You might have already noticed that when you search for something in the GNOME menu/activities area, it also shows the files with names matching the searched term along with installed applications.
That’s a handy feature. If you remember the file name or even part of it, you can easily search for it and open it just by pressing the Super key (Windows key) and typing the name.
But there are a few nit bits around this search feature that you might not know about or never cared for.
In this article, I’ll share how you can control the GNOME search feature, add or hide folders from the search option and disable it completely.
Note: This is exclusively for distributions using GNOME. Please verify which desktop environment you are using and ensure it is GNOME.
Default locations for file search
The GNOME search feature utilizes a utility called Tracker Miner FS. Please do not get alarmed by the terms like tracker and miner. It’s not spying on you or mining crypto on your system. It basically functions as a search engine and a database to provide you instant search results.
By default, the file indexing takes place in the meta folders like Documents, Music, Pictures and Videos directories and their sub-directories. Files in the Home and Downloads folders are also indexed but not the ones in their sub-directories.
If you have created some new directories in your home folder, those files will not be indexed.
However, the recently accessed files are also indexed automatically. If you have opened a file recently, it is added to the ‘recent files’ and will appear in the search results irrespective of its location.
In case you didn’t know already, you can see your recently accessed files in the file manager:
Adding a folder content to search results
Suppose you have created a folder for coding projects in your home directory. These files won’t be indexed and won’t appear in search results (unless you have opened a file by double clicking and it is added to the recent files).
To add the files from a custom folder in the search result, you can add the folder to the search locations.
Open the Settings application by searching for it in the menu/activity area:
Go to the Search option from the left sidebar and click on the Search Locations option at the top. In the pop-up window, go to the Other tab and click on the + symbol. It will add the file browser and you can add your desired folder.
If you test by searching a filename in the just added folder, you should see it in the search results now. It should be instant but if it is not, try logging out or rebooting the system.
Hide a folder from search results
If you don’t want files from a specific folder to appear in the search result, you can hide it.
If you don’t want the content of the meta folders like Pictures, Documents, Videos in search, you disable it from the Search Location settings.
If you want the contents of only a certain folder under Documents to NOT appear in the search result, you just have to create a new file named .nomedia in that folder. You may also name the file .git, .trackerignore or .hg.
If you don’t see the option to create new file in right mouse lick, you’ll have to do some tweaking to add the create new document option in the right click context menu. Also note that any files starting with a . in its name is hidden from normal view. To toggle hidden files, press Ctrl+H keys.
This hiding might not work immediately because the file is probably already indexed. You may have to log out or reboot to see the effect.
If you access a file manually, it will be added to the recent files and will appear in the search result despite the ignore file in the folder.
You can delete the recent files history or disable it altogether (if you want) from Settings-> Privacy-> File History & Trash. I don’t see the need of it, though, so make your own decision here.
Disable search results for all files
If you do not want any files to appear in the search results, you can disable search for Files altogether from the search settings.
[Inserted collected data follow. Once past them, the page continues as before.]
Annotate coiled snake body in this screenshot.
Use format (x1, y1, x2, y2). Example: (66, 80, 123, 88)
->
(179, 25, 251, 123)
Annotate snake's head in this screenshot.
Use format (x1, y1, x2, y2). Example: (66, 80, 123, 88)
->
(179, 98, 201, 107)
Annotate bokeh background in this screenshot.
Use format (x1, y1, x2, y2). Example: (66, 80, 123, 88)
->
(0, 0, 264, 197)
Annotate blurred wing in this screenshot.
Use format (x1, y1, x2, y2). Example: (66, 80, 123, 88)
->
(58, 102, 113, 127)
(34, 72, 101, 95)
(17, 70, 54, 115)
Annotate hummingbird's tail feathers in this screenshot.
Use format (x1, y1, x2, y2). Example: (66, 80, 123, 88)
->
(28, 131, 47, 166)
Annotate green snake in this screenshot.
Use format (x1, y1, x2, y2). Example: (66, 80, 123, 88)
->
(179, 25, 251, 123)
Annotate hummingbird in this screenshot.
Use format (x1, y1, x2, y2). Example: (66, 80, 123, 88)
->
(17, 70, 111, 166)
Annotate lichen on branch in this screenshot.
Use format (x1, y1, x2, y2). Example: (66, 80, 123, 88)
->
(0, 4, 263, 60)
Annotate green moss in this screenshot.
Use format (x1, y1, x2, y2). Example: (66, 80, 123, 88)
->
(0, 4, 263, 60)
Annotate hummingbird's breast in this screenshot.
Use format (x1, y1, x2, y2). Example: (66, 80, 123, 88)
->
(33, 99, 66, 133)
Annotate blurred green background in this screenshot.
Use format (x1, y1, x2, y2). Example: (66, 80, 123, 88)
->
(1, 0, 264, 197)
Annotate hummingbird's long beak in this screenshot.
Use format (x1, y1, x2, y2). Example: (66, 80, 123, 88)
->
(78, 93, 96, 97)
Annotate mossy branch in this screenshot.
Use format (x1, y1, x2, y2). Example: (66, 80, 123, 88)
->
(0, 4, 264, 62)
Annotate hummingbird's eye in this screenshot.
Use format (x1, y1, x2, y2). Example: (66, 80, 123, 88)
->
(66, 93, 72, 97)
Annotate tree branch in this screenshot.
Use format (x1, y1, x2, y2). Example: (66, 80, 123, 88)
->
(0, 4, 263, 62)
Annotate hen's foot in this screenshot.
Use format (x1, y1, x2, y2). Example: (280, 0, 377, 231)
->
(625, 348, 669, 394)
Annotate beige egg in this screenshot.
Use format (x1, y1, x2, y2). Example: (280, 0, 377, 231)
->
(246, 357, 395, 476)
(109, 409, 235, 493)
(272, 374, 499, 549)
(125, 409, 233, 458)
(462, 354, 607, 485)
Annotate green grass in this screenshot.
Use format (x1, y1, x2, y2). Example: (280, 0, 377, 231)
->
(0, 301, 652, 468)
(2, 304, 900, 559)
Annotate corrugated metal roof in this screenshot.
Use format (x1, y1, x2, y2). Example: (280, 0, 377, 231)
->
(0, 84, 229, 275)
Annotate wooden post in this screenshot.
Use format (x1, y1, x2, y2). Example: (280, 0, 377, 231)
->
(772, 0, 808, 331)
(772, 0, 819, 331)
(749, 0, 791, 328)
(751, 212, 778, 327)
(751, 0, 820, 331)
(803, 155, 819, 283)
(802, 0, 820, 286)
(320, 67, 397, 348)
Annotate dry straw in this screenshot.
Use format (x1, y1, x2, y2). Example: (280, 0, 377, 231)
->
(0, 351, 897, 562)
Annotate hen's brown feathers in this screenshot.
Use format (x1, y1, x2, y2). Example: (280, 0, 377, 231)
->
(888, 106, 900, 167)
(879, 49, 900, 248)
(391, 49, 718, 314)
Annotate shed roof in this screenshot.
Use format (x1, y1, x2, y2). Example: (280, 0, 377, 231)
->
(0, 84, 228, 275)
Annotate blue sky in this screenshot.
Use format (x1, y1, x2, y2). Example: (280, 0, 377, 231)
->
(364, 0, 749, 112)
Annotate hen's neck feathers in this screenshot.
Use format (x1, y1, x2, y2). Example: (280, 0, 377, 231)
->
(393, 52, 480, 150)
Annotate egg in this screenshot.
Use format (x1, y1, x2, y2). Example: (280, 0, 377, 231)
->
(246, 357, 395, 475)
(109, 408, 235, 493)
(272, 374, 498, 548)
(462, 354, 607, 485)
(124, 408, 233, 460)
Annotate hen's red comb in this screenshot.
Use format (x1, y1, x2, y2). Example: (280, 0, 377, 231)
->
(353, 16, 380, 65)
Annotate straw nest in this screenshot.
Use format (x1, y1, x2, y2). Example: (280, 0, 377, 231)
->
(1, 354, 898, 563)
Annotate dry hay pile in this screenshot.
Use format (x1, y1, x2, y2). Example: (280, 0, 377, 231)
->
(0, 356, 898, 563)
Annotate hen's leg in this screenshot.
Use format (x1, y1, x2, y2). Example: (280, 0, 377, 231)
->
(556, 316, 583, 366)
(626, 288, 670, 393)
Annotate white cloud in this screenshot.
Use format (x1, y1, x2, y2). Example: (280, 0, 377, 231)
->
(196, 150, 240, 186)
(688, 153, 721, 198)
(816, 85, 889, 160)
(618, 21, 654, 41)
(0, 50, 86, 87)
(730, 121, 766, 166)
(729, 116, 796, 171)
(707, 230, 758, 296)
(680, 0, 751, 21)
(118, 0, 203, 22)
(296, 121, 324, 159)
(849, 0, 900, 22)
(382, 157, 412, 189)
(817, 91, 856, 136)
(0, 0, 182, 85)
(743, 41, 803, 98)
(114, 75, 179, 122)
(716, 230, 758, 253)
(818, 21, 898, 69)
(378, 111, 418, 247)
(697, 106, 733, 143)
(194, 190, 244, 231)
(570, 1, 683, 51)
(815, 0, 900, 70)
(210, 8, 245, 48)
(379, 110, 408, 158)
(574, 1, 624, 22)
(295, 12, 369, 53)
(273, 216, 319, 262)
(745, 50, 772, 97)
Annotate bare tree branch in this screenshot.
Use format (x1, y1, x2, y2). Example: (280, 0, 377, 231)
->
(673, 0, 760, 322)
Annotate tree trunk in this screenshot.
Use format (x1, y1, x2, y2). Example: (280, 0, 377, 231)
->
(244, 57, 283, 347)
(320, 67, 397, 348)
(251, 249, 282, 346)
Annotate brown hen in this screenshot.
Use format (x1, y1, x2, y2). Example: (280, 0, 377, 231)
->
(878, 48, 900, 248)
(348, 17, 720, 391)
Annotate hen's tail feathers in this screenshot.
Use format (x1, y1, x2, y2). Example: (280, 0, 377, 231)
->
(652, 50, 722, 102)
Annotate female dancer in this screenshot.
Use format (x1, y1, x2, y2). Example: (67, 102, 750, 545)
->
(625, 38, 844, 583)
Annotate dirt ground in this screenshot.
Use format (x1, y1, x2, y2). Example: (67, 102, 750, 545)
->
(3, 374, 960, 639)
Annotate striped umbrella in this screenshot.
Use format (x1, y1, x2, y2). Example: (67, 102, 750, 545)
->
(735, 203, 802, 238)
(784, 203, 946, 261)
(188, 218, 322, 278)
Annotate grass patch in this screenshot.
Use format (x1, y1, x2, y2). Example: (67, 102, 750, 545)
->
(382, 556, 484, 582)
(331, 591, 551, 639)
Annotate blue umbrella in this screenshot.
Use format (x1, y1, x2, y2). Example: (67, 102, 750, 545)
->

You should disable the search functionality altogether by clicking the Search toggle button at the top as it may interfere with the normal functionality of the GNOME desktop environment.
More details on it can be found on the project’s homepage.
The discussion here is about file search. GNOME desktop also searches in Calendar, Characters and some other utilities. You can disable or enable the available search options but let’s not focus on that.
I hope you find this quick tip helpful in customizing your GNOME experience. If you know some other neat trick that you want others to know, please share it with us in the comments.